矢を番えて弓を引く前に行う準備動作―――弓構えを行い、弓矢を持った両拳を上に持ち上げる動作、弓起しを終え、次の動作である“引分け”へ繋げる。
引分け―――打起こした位置から弓を押し弦を引いて、両拳を左右に開きながら引き下ろす。

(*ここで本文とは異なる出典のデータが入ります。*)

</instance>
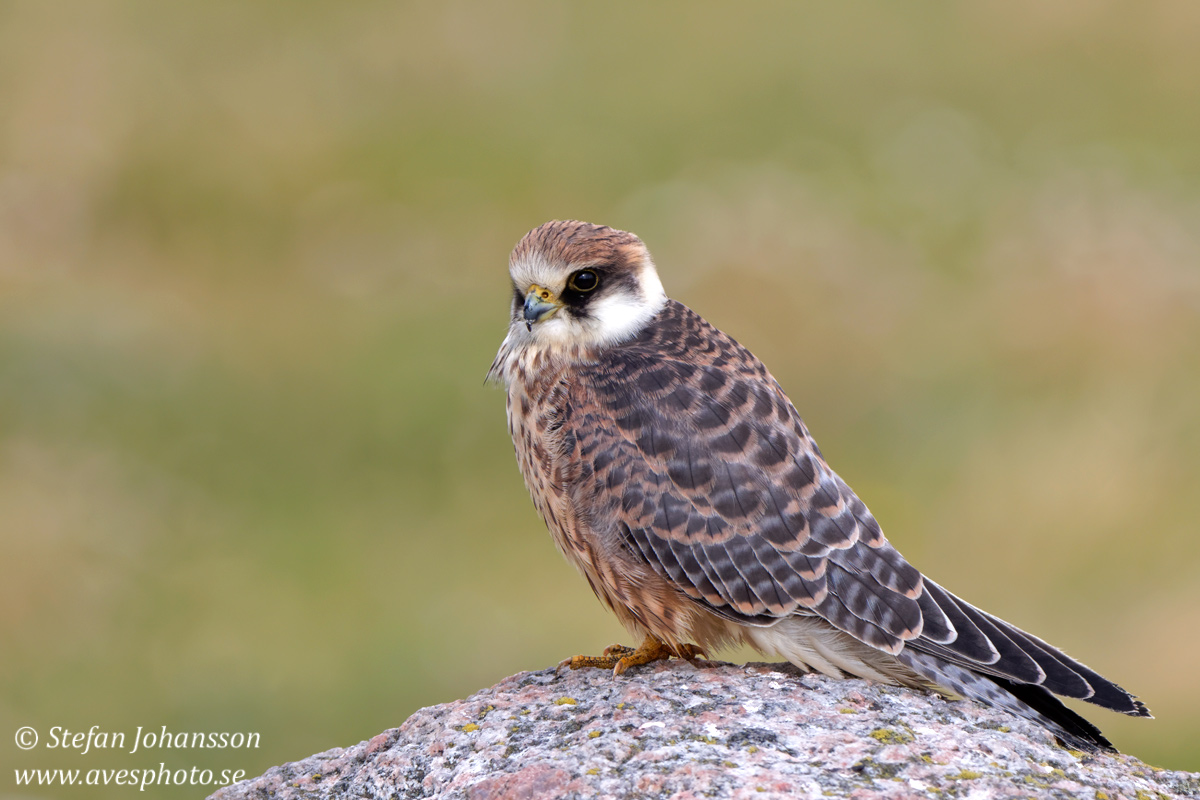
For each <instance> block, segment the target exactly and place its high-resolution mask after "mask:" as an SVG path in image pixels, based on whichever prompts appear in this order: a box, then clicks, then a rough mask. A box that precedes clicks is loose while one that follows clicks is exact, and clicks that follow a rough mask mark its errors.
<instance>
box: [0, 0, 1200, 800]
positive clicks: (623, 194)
mask: <svg viewBox="0 0 1200 800" xmlns="http://www.w3.org/2000/svg"><path fill="white" fill-rule="evenodd" d="M1198 41H1200V6H1196V5H1195V4H1194V2H1189V1H1188V0H1178V1H1170V2H1168V1H1153V2H1142V4H1134V5H1129V4H1117V2H1104V1H1102V2H1080V1H1067V2H1055V4H1042V2H1033V1H1022V2H1007V1H1006V2H1001V1H1000V0H996V1H991V2H978V4H949V2H910V4H902V5H899V4H884V2H872V4H864V2H848V4H791V2H750V4H738V6H737V11H736V12H731V11H728V7H727V5H726V4H716V2H698V4H697V2H691V4H662V5H659V4H635V2H629V4H622V2H618V4H604V5H600V6H594V5H575V4H559V2H548V1H546V2H538V1H524V2H514V4H488V2H482V1H478V2H467V1H451V2H440V4H398V2H354V4H346V2H332V1H325V2H316V1H311V2H310V1H305V2H298V1H295V0H292V1H287V2H284V1H283V0H274V1H263V2H253V4H247V2H241V1H236V2H235V1H232V0H210V1H209V2H170V4H162V2H149V1H146V0H102V1H97V0H84V1H74V2H43V1H41V0H19V1H11V0H8V1H2V2H0V542H2V547H4V557H2V558H0V652H2V656H0V674H2V698H0V724H2V728H0V734H2V735H4V736H6V740H5V741H6V742H7V744H2V745H0V752H2V760H4V762H6V763H8V762H11V765H12V766H48V768H76V766H79V768H90V766H98V768H114V769H115V768H143V766H157V764H158V762H160V760H163V762H166V763H167V765H168V766H169V768H185V766H190V765H192V764H199V765H206V766H210V768H227V766H228V768H239V769H245V770H247V775H248V776H254V775H258V774H259V772H262V771H263V770H265V769H266V768H268V766H271V765H274V764H277V763H282V762H284V760H293V759H298V758H301V757H305V756H307V754H310V753H312V752H317V751H320V750H325V748H328V747H334V746H346V745H350V744H354V742H358V741H360V740H362V739H366V738H370V736H372V735H373V734H376V733H378V732H380V730H383V729H385V728H389V727H394V726H397V724H400V723H401V722H402V721H403V720H404V718H406V717H407V716H408V715H409V714H410V712H412V711H413V710H415V709H416V708H419V706H421V705H427V704H433V703H439V702H445V700H450V699H454V698H458V697H464V696H467V694H469V693H472V692H473V691H475V690H478V688H481V687H484V686H488V685H491V684H493V682H494V681H497V680H498V679H500V678H503V676H505V675H508V674H510V673H514V672H517V670H521V669H538V668H542V667H546V666H548V664H552V663H554V662H557V661H558V660H559V658H562V657H565V656H568V655H572V654H576V652H590V651H596V650H598V649H599V648H602V646H604V645H606V644H608V643H610V642H612V640H619V639H623V638H625V636H624V632H623V631H620V630H619V627H618V626H617V625H616V622H614V621H613V619H612V618H611V616H610V615H608V614H606V613H605V612H604V609H602V608H601V607H600V604H599V603H598V602H596V601H595V600H594V597H593V596H592V594H590V591H589V590H588V588H587V584H586V582H584V581H582V579H581V578H578V577H577V576H576V575H575V573H574V572H572V571H571V570H570V567H568V566H566V565H565V563H563V561H562V560H560V558H559V557H558V554H557V552H556V551H554V548H553V546H552V545H551V541H550V537H548V535H547V534H546V531H545V529H544V527H542V525H541V523H540V522H539V521H538V518H536V516H535V513H534V511H533V507H532V504H530V503H529V500H528V497H527V495H526V492H524V488H523V486H522V483H521V479H520V476H518V474H517V470H516V465H515V462H514V458H512V452H511V444H510V443H509V440H508V437H506V432H505V425H504V398H503V393H502V392H500V391H498V390H496V389H493V387H485V386H484V385H482V378H484V373H485V371H486V369H487V366H488V365H490V362H491V359H492V355H493V354H494V351H496V348H497V347H498V344H499V342H500V338H502V337H503V333H504V330H505V325H506V314H508V302H509V288H508V278H506V271H505V265H506V255H508V252H509V249H510V248H511V246H512V245H514V243H515V242H516V240H517V239H518V237H520V236H521V235H522V234H523V233H524V231H526V230H528V229H529V228H532V227H534V225H536V224H539V223H541V222H544V221H546V219H550V218H583V219H589V221H593V222H601V223H607V224H612V225H616V227H620V228H625V229H629V230H634V231H636V233H638V234H640V235H641V236H642V237H643V239H644V240H646V242H647V243H648V245H649V247H650V249H652V252H653V253H654V255H655V259H656V261H658V264H659V267H660V272H661V275H662V278H664V282H665V284H666V285H667V290H668V293H670V294H672V296H674V297H677V299H679V300H682V301H684V302H686V303H689V305H690V306H692V307H694V308H696V309H697V311H698V312H701V313H702V314H704V315H706V317H707V318H708V319H709V320H710V321H713V323H714V324H716V325H719V326H720V327H722V329H724V330H726V331H728V332H730V333H732V335H733V336H736V337H737V338H738V339H740V341H742V342H743V343H745V344H746V345H748V347H750V348H751V349H752V350H755V353H757V354H758V355H760V356H761V357H762V359H763V360H764V361H766V362H767V363H768V365H769V366H770V368H772V369H773V372H774V373H775V375H776V377H778V378H779V380H780V381H781V383H782V385H784V387H785V389H786V390H787V391H788V392H790V395H791V397H792V399H793V401H794V402H796V404H797V407H798V408H799V409H800V411H802V414H804V416H805V419H806V421H808V422H809V426H810V428H811V429H812V432H814V434H815V435H816V438H817V440H818V441H820V443H821V446H822V449H823V450H824V453H826V456H827V457H828V458H829V459H830V462H832V464H833V465H834V468H835V469H836V470H839V471H840V473H841V475H842V476H844V477H846V480H847V481H848V482H850V483H851V485H852V486H853V487H856V489H857V491H858V493H859V494H860V495H862V497H863V498H864V499H865V501H866V503H868V504H869V505H870V507H871V509H872V511H874V512H875V515H876V516H877V517H878V518H880V519H881V522H882V523H883V528H884V530H886V531H887V533H888V535H889V537H890V539H892V540H893V541H894V542H895V543H896V545H898V546H899V547H900V549H901V551H902V552H904V553H905V554H906V555H908V558H910V559H911V560H912V561H914V563H916V564H917V565H918V566H919V567H922V569H923V570H925V571H926V572H928V573H930V575H931V576H932V577H934V578H935V579H937V581H940V582H941V583H943V584H944V585H947V587H948V588H950V589H952V590H955V591H958V593H959V594H962V595H965V596H966V597H967V599H968V600H971V601H973V602H974V603H977V604H979V606H982V607H984V608H986V609H989V610H991V612H994V613H997V614H1000V615H1002V616H1004V618H1007V619H1009V620H1012V621H1014V622H1016V624H1019V625H1022V626H1025V627H1027V628H1030V630H1032V631H1034V632H1036V633H1038V634H1040V636H1042V637H1044V638H1046V639H1049V640H1051V642H1054V643H1056V644H1060V645H1062V646H1063V648H1064V649H1066V650H1068V651H1069V652H1072V654H1073V655H1075V656H1078V657H1080V658H1082V660H1084V661H1086V662H1087V663H1090V664H1091V666H1092V667H1094V668H1097V669H1100V670H1102V672H1103V673H1105V674H1108V675H1110V676H1112V678H1114V679H1116V680H1118V681H1120V682H1122V684H1123V685H1126V686H1127V687H1128V688H1130V690H1133V691H1135V692H1136V693H1139V694H1140V696H1141V697H1142V698H1144V699H1145V700H1146V703H1147V704H1148V705H1150V706H1151V709H1153V711H1154V712H1156V715H1157V717H1158V718H1157V720H1156V721H1144V720H1126V718H1123V717H1120V716H1118V715H1112V714H1106V712H1103V711H1094V712H1090V716H1091V717H1092V718H1093V720H1094V721H1096V722H1097V723H1099V724H1100V727H1102V728H1103V729H1104V730H1105V732H1106V733H1109V734H1110V736H1111V738H1112V739H1114V741H1115V742H1116V744H1117V745H1118V746H1120V747H1121V748H1122V750H1124V751H1127V752H1130V753H1133V754H1135V756H1139V757H1141V758H1144V759H1146V760H1147V762H1150V763H1152V764H1156V765H1159V766H1169V768H1176V769H1190V770H1200V680H1198V675H1196V663H1198V662H1200V637H1198V631H1200V536H1198V535H1196V519H1198V517H1200V491H1198V488H1196V487H1198V485H1200V146H1198V145H1200V48H1198V47H1196V44H1195V43H1196V42H1198ZM731 655H732V657H754V656H752V655H750V654H731ZM23 724H29V726H34V727H35V728H38V729H40V730H41V732H42V735H43V740H44V738H46V730H48V728H49V727H50V726H66V727H70V728H72V729H83V730H86V729H88V728H89V727H90V726H92V724H98V726H100V727H101V729H106V730H126V732H130V733H132V732H133V730H134V729H136V728H137V727H138V726H144V727H146V728H149V729H154V730H157V729H158V728H160V727H161V726H167V728H168V729H170V730H185V732H187V730H253V732H260V734H262V747H260V748H259V750H257V751H251V752H230V751H191V752H179V751H174V752H173V751H157V752H155V753H152V754H151V756H149V757H148V758H146V759H145V762H143V760H140V756H127V754H122V753H112V752H109V753H104V752H97V753H91V754H88V756H79V754H77V753H73V752H61V751H53V750H44V748H42V747H38V748H37V750H35V751H31V752H29V753H22V752H20V751H18V750H17V748H16V746H14V745H13V744H12V742H13V740H12V733H10V732H12V730H16V728H18V727H20V726H23ZM12 775H13V772H12V771H11V770H8V771H6V775H5V776H4V777H2V778H0V795H5V793H7V796H16V795H20V796H64V798H66V796H72V798H85V796H127V795H128V790H116V789H108V790H107V792H106V790H94V792H88V790H83V789H71V790H66V789H59V788H55V789H41V790H38V789H36V788H34V789H17V787H16V786H14V783H13V777H12ZM206 792H208V790H205V789H200V788H196V787H192V788H188V787H185V788H182V789H178V790H172V792H161V790H160V792H157V793H156V794H155V796H179V798H184V796H199V795H203V794H206Z"/></svg>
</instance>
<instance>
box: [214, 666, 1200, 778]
mask: <svg viewBox="0 0 1200 800" xmlns="http://www.w3.org/2000/svg"><path fill="white" fill-rule="evenodd" d="M1147 724H1153V722H1147ZM830 796H834V798H856V799H864V800H865V799H869V798H889V799H899V798H941V799H943V800H944V798H971V799H972V800H983V799H985V798H1030V796H1037V798H1085V799H1087V800H1118V799H1121V798H1126V799H1128V800H1144V799H1145V798H1153V799H1154V800H1166V799H1172V800H1174V799H1175V798H1200V775H1198V774H1189V772H1174V771H1168V770H1159V769H1157V768H1152V766H1148V765H1146V764H1144V763H1141V762H1139V760H1138V759H1136V758H1133V757H1130V756H1108V754H1099V756H1094V754H1084V753H1079V752H1074V751H1068V750H1063V748H1062V747H1061V746H1058V745H1057V744H1056V742H1055V740H1054V738H1052V736H1050V734H1049V733H1046V732H1045V730H1043V729H1042V728H1040V727H1038V726H1036V724H1033V723H1031V722H1026V721H1024V720H1019V718H1016V717H1012V716H1009V715H1007V714H1003V712H1001V711H996V710H994V709H989V708H985V706H982V705H979V704H976V703H971V702H961V700H959V702H954V700H947V699H943V698H942V697H940V696H937V694H934V693H929V692H918V691H911V690H905V688H898V687H893V686H882V685H878V684H872V682H869V681H863V680H832V679H829V678H824V676H821V675H811V674H800V673H799V672H798V670H796V669H794V668H792V667H791V666H787V664H745V666H732V664H719V663H714V664H713V666H708V667H702V668H697V667H696V666H694V664H690V663H685V662H674V661H672V662H670V663H658V664H654V666H649V667H642V668H637V669H631V670H629V672H628V673H626V674H624V675H622V676H619V678H613V676H612V674H611V673H607V672H604V670H598V669H587V670H578V672H570V670H566V669H559V670H556V669H544V670H541V672H532V673H520V674H516V675H512V676H511V678H506V679H504V680H502V681H500V682H499V684H497V685H496V686H492V687H491V688H485V690H482V691H480V692H476V693H475V694H473V696H472V697H468V698H467V699H463V700H457V702H454V703H445V704H443V705H436V706H431V708H426V709H421V710H419V711H416V712H415V714H414V715H413V716H410V717H409V718H408V720H407V721H406V722H404V723H403V724H402V726H400V727H398V728H392V729H391V730H385V732H383V733H380V734H379V735H377V736H374V738H373V739H371V740H368V741H364V742H360V744H358V745H354V746H352V747H346V748H338V750H330V751H326V752H324V753H318V754H316V756H311V757H308V758H306V759H304V760H300V762H295V763H290V764H284V765H282V766H275V768H272V769H270V770H268V771H266V774H264V775H262V776H260V777H257V778H253V780H250V781H245V782H242V783H238V784H235V786H232V787H227V788H224V789H222V790H220V792H217V793H216V794H214V795H212V798H214V800H251V799H254V800H258V799H264V798H306V799H316V798H346V799H350V798H354V799H356V800H359V799H366V798H379V799H385V798H386V799H389V800H391V799H395V798H466V799H472V800H491V799H494V800H499V799H502V798H504V799H509V798H512V799H522V798H614V799H617V798H619V799H625V798H630V799H631V798H736V799H739V798H746V799H748V798H755V799H756V800H762V799H769V798H821V799H822V800H823V799H824V798H830Z"/></svg>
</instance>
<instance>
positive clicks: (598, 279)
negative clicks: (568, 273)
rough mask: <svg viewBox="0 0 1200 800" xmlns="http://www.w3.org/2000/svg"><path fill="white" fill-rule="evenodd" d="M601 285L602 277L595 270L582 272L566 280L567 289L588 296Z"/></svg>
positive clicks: (580, 270) (597, 272)
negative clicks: (583, 294)
mask: <svg viewBox="0 0 1200 800" xmlns="http://www.w3.org/2000/svg"><path fill="white" fill-rule="evenodd" d="M599 285H600V275H599V273H598V272H596V271H595V270H580V271H578V272H575V273H574V275H571V277H569V278H568V279H566V288H568V289H570V290H571V291H578V293H580V294H587V293H588V291H593V290H595V288H596V287H599Z"/></svg>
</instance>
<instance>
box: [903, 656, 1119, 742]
mask: <svg viewBox="0 0 1200 800" xmlns="http://www.w3.org/2000/svg"><path fill="white" fill-rule="evenodd" d="M896 658H898V660H899V661H901V662H902V663H904V664H906V666H907V667H908V668H910V669H912V670H913V672H916V673H917V674H918V675H920V676H923V678H925V679H926V680H929V681H930V682H932V684H936V685H937V686H942V687H944V688H948V690H952V691H953V692H955V693H956V694H960V696H962V697H968V698H971V699H973V700H979V702H980V703H985V704H988V705H992V706H996V708H1000V709H1004V710H1006V711H1009V712H1010V714H1015V715H1016V716H1019V717H1024V718H1026V720H1030V721H1032V722H1037V723H1038V724H1040V726H1043V727H1045V728H1048V729H1049V730H1050V732H1051V733H1054V735H1055V736H1056V738H1057V739H1058V740H1060V741H1062V744H1063V745H1066V746H1068V747H1070V748H1073V750H1080V751H1084V752H1090V753H1091V752H1097V751H1108V752H1116V748H1115V747H1114V746H1112V742H1110V741H1109V740H1108V739H1105V738H1104V734H1103V733H1100V729H1099V728H1097V727H1096V726H1094V724H1092V723H1091V722H1088V721H1087V720H1085V718H1084V717H1081V716H1079V715H1078V714H1075V712H1074V711H1072V710H1070V709H1068V708H1067V706H1066V705H1063V704H1062V703H1061V702H1060V700H1058V698H1056V697H1055V696H1054V694H1051V693H1050V692H1049V691H1048V690H1045V688H1044V687H1042V686H1037V685H1033V684H1018V682H1014V681H1010V680H1007V679H1004V678H1000V676H996V675H985V674H980V673H977V672H972V670H970V669H966V668H964V667H960V666H958V664H955V663H950V662H949V661H944V660H942V658H938V657H937V656H931V655H929V654H925V652H918V651H916V650H913V649H912V648H905V649H904V650H902V651H900V652H899V654H896Z"/></svg>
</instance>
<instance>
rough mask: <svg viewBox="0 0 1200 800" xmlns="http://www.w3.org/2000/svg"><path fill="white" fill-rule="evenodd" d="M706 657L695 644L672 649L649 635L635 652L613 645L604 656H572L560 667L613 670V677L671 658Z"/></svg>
mask: <svg viewBox="0 0 1200 800" xmlns="http://www.w3.org/2000/svg"><path fill="white" fill-rule="evenodd" d="M703 655H706V654H704V651H703V650H701V649H700V648H697V646H696V645H695V644H680V645H679V646H678V648H672V646H671V645H670V644H667V643H666V642H664V640H662V639H660V638H658V637H656V636H650V634H647V636H646V639H644V640H643V642H642V644H641V645H638V648H637V649H636V650H635V649H634V648H626V646H625V645H623V644H613V645H610V646H607V648H605V649H604V655H602V656H571V657H570V658H566V660H565V661H563V662H562V663H560V664H558V666H559V667H570V668H571V669H582V668H584V667H596V668H599V669H612V674H613V675H619V674H620V673H623V672H625V670H626V669H629V668H630V667H641V666H642V664H648V663H650V662H654V661H664V660H666V658H671V657H672V656H673V657H676V658H686V660H688V661H692V660H694V658H696V657H697V656H703Z"/></svg>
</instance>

記憶の奥底から、土石流のように記憶の濁流が流れ込んでくる。その一つ一つの動作を、まるで昨日のように、つい先程の事のように行っていく。私は糸のようにぴんと張り詰めた精神の下で、興奮を微かに覚えていた。それさえも抑え、冷静に動作を流す身体を制御する。
引分けが完成、遂に矢を放つ準備が完了した。
矢の先は、既に的を狙った状態になっている。
私はこれを何度も、数え切れない程に同じ動作を繰り返してきたはずだ。
今回もまた同じだ。
そしてまた、いつも通りに、的に狙いを定めて射るだけ。
でも、今回は違った。
いざ弓を引くとなると、強烈な違和感が私に襲いかかったのだ。ぐにゃりと歪んだ感覚が私の照準を狂わせる。的との距離、角度、全てがわからなくなる。まるで世界が陽炎のように歪んでいくようだった。
「……………」
今、私が視えているものは、何だ?
視力を失い、全てを失った片目が、今、何を見ている?
それは、初めてではないはずだ。
かつては、視えていたはずのもの。それがもう一度、視えるようになっただけだ。
この世界で、自らの弱さで縛り続けていたものを、取り外した意味を、自分は理解しているはずだ。覚悟は、視力を失ったその時から、とっくの昔に出来ていたはずだ。
何を躊躇う必要があるか。
何を恐れる必要があるだろうか。
ただ、引きたかった弓を引けば良い。
何故ならそれが、私の全てなのだから―――
会。
弓を引く姿勢が完成した時、私は彼の声が聞こえた気がした。
「古式」
瞬間、脳裏に浮かぶ彼の面影。それが、引き金となった。
「古式さん…!」
彼の声が聞こえたと同時に、沙耶さんの声が、私を後ろから優しく押してくれた。
そう、これで終わりにしよう。
あの的に、弓が当たろうが、外れようが、どうでも良い。
ただ、弓を引ければそれで良い。
全てを失い、絶望と共に生きた人生に、終止符を打とう―――
弱い自分に、暗闇の人生に、別れを告げよう。
離れ。
そして、弓が引かれる。
私の指から、矢が放たれる。
その矢は、ここにあった私の弱い全てを乗せて放たれた事を表すように、涼しい風が身体を突き抜けた気を感じさせた。
的に向かって、放たれた矢が真っ直ぐに空気を貫いていった。